Mon beau sapin, roi de la guerre et d'Hiroshima...

Publié le par Alain Genestine

La famille de Warren Nobuaki Iwatake a traversé bien des drames, de la disparition du père en mer à la mort d'un frère dans le bombardement d'Hiroshima, en passant par les atrocités et la misère de la Seconde Guerre mondiale. Mais chaque année, à Noël, elle a dressé un petit sapin de moins d'un mètre de haut acheté en 1937, symbole d'unité et d'espoir.


Photo: Keystone

"Ce sapin était une lueur d'espoir, le symbole de l'unité de ma famille", explique M. Iwatake, aujourd'hui âgé de 84 ans. Bien qu'il se considère bouddhiste, il a été élevé à Maui, dans l'archipel d'Hawaï, dans la tradition chrétienne, et est allé à l'office comme au catéchisme avec ses petits frères.
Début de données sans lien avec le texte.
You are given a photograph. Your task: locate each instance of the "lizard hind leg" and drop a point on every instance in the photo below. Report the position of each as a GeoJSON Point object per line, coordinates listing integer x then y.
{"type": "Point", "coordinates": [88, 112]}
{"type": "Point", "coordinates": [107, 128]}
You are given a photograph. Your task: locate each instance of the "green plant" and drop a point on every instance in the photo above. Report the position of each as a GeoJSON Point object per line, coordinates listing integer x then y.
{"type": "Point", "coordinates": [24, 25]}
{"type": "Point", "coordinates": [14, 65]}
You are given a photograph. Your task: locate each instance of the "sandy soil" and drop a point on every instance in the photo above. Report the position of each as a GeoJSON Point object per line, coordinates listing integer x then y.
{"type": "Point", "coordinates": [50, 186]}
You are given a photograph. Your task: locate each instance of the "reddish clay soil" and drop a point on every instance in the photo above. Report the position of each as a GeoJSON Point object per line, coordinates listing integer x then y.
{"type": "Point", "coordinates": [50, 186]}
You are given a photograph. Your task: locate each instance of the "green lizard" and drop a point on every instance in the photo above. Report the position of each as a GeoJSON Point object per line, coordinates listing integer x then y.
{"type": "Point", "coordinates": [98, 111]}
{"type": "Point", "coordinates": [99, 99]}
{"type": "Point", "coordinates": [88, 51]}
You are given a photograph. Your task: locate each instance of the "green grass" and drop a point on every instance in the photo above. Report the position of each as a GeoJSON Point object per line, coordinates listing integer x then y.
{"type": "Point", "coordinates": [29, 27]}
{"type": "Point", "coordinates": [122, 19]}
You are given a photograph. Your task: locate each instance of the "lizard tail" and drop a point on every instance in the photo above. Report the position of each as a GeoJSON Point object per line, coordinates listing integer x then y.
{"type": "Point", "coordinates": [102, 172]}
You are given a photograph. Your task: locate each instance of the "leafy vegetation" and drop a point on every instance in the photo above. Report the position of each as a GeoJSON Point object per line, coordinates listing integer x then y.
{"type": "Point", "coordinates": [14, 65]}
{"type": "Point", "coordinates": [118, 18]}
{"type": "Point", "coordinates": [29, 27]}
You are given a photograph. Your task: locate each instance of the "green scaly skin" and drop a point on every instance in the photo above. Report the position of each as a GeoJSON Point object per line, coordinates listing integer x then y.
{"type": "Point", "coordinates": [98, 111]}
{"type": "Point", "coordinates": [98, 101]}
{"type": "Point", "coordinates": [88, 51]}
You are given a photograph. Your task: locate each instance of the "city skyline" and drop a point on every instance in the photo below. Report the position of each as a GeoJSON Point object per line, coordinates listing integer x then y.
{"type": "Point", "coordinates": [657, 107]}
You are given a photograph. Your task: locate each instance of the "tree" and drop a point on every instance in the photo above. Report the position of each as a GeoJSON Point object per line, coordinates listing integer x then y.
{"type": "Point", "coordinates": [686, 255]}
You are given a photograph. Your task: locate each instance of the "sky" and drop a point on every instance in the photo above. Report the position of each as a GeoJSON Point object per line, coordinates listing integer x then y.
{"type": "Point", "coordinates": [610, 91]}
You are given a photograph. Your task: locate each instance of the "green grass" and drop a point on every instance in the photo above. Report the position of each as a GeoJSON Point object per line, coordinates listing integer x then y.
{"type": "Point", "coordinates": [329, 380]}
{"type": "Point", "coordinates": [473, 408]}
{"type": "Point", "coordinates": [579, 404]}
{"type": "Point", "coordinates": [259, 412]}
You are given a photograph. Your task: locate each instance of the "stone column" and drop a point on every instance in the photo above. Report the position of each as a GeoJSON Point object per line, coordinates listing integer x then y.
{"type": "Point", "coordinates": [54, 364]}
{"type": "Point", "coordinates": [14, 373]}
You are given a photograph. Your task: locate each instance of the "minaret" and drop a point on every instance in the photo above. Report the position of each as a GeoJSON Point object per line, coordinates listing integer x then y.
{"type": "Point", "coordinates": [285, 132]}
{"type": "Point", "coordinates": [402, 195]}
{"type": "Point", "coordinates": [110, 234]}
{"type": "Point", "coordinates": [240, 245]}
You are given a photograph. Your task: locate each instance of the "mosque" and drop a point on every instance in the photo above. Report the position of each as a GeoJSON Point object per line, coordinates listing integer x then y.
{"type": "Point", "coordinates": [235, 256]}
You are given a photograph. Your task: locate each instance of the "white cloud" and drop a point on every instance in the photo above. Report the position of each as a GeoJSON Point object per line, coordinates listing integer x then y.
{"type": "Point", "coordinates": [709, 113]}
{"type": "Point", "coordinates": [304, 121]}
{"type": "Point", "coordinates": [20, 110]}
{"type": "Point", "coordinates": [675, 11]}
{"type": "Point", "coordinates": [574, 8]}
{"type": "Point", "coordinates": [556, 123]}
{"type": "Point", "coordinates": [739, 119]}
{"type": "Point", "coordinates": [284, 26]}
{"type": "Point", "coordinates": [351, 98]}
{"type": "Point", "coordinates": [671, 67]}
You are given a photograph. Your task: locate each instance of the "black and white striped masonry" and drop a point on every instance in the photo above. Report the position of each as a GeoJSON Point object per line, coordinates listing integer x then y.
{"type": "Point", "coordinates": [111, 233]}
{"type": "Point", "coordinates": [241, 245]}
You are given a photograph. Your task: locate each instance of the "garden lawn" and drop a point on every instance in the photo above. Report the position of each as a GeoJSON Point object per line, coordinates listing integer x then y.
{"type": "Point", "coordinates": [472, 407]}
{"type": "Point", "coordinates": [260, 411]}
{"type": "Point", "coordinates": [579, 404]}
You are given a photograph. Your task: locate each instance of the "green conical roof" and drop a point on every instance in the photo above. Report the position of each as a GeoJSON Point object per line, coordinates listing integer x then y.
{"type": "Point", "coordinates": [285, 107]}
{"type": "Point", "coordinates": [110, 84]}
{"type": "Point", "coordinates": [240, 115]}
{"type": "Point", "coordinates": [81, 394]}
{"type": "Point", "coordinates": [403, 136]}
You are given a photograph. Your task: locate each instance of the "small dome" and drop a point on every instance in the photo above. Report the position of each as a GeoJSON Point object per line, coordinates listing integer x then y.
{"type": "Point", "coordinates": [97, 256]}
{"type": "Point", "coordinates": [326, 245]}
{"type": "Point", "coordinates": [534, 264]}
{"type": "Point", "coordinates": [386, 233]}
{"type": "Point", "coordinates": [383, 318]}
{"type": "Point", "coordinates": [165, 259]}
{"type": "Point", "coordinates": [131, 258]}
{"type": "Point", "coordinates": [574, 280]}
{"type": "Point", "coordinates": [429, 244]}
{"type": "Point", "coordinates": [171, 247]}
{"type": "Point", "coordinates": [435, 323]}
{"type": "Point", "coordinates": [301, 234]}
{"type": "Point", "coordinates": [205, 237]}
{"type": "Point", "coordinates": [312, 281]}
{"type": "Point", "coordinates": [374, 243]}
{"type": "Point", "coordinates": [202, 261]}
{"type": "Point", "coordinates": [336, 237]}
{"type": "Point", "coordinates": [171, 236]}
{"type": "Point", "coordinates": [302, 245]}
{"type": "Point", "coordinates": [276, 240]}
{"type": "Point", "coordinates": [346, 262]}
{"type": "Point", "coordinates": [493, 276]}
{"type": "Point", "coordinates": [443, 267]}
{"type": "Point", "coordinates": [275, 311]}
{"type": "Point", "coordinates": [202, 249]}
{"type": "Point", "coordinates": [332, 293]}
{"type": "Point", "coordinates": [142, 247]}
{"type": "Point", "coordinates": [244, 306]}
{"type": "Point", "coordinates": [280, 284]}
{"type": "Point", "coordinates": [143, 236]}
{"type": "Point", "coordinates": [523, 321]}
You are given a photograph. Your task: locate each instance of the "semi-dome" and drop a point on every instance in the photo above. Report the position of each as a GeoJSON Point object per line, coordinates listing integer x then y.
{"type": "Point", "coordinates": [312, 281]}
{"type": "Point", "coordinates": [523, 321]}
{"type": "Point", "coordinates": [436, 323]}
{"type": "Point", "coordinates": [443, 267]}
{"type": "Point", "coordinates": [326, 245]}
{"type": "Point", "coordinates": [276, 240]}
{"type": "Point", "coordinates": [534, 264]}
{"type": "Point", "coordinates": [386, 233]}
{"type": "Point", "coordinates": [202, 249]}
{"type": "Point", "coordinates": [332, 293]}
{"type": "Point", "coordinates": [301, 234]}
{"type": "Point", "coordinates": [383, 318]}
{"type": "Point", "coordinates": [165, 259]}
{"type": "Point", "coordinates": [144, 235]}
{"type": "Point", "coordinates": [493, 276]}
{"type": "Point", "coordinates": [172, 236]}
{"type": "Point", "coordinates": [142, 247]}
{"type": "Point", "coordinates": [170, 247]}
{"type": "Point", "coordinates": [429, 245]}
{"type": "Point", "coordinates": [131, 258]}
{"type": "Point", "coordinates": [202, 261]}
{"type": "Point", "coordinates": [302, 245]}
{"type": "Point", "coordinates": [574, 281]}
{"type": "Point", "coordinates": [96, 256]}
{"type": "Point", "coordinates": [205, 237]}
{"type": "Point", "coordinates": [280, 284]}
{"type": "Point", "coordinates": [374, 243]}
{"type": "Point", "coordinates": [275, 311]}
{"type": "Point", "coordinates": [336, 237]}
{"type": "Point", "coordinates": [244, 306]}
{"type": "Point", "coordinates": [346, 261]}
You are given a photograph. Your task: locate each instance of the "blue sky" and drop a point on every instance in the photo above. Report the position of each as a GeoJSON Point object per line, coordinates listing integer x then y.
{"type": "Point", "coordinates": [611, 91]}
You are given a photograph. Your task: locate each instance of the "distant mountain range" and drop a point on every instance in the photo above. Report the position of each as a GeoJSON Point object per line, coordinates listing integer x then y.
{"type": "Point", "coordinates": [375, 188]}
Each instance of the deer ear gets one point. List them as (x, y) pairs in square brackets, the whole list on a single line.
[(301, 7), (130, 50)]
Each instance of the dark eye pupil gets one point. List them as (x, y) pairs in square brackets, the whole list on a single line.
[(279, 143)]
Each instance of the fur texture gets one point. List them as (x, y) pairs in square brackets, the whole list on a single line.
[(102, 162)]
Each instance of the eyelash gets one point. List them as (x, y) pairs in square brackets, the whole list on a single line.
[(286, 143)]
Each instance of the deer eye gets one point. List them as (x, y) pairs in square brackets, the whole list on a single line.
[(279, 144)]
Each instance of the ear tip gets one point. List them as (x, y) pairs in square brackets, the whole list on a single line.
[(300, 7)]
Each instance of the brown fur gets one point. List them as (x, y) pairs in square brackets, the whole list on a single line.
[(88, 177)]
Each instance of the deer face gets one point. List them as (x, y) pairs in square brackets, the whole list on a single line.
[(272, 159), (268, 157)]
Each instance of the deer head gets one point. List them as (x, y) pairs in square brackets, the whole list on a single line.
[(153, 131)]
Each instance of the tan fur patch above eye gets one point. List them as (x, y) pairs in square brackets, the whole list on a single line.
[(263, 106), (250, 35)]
Warren Nobuaki Iwatake se souvient du jour où son père a ramené un sapin artificiel du magasin où il travaillait. C'était peu avant qu'il ne périsse dans un accident de pêche.

La mère d'Iwatake a emmené ses plus jeunes fils au Japon où elle avait de la famille tandis que l'aîné est resté pour finir le lycée. En 1941, six mois avant Pearl Harbor, l'aîné les a rejoints. "Les choses allaient mal", se souvient-il.

Les Etats-Unis et la Grande-Bretagne étaient les ennemis, et les autorités japonaises réprimaient tout ce qui rappelait l'Occident, dont le christianisme. Mais pour leur mère, il n'était pas question de renoncer au sapin, malgré les risques d'arrestation. L'arbre fut installé au fond de la maison, à l'abri des voisins et de leurs questions indiscrètes.

En 1943, M. Iwatake fut réquisitionné et envoyé à Chichijima, une île minuscule. Un jour qu'il creusait des bunkers à flanc de colline, un avion ennemi est tombé près de lui. Il a alors aperçu un pilote dans un canot de sauvetage ramant comme un fou vers le large. Le sous-marin USS Finback a fait surface et l'a récupéré. Ce pilote chanceux âgé de 20 ans, il l'a appris plus tard, c'était George H. W. Bush, futur président des Etats-Unis.

Mais c'est à un autre Américain que M. Iwatake doit son prénom: le Texan Warren Vaughn, fait prisonnier par les Japonais, qui lui a sauvé la vie. Une nuit, M. Iwatake était tombé dans un trou et Vaughn l'a aidé à sortir. "Je me suis dit que la meilleure façon de ne jamais l'oublier, c'était d'adopter son prénom", explique M. Iwatake, qui n'a pu empêcher l'exécution de ce prisonnier lors de la chute d'Iwo Jima.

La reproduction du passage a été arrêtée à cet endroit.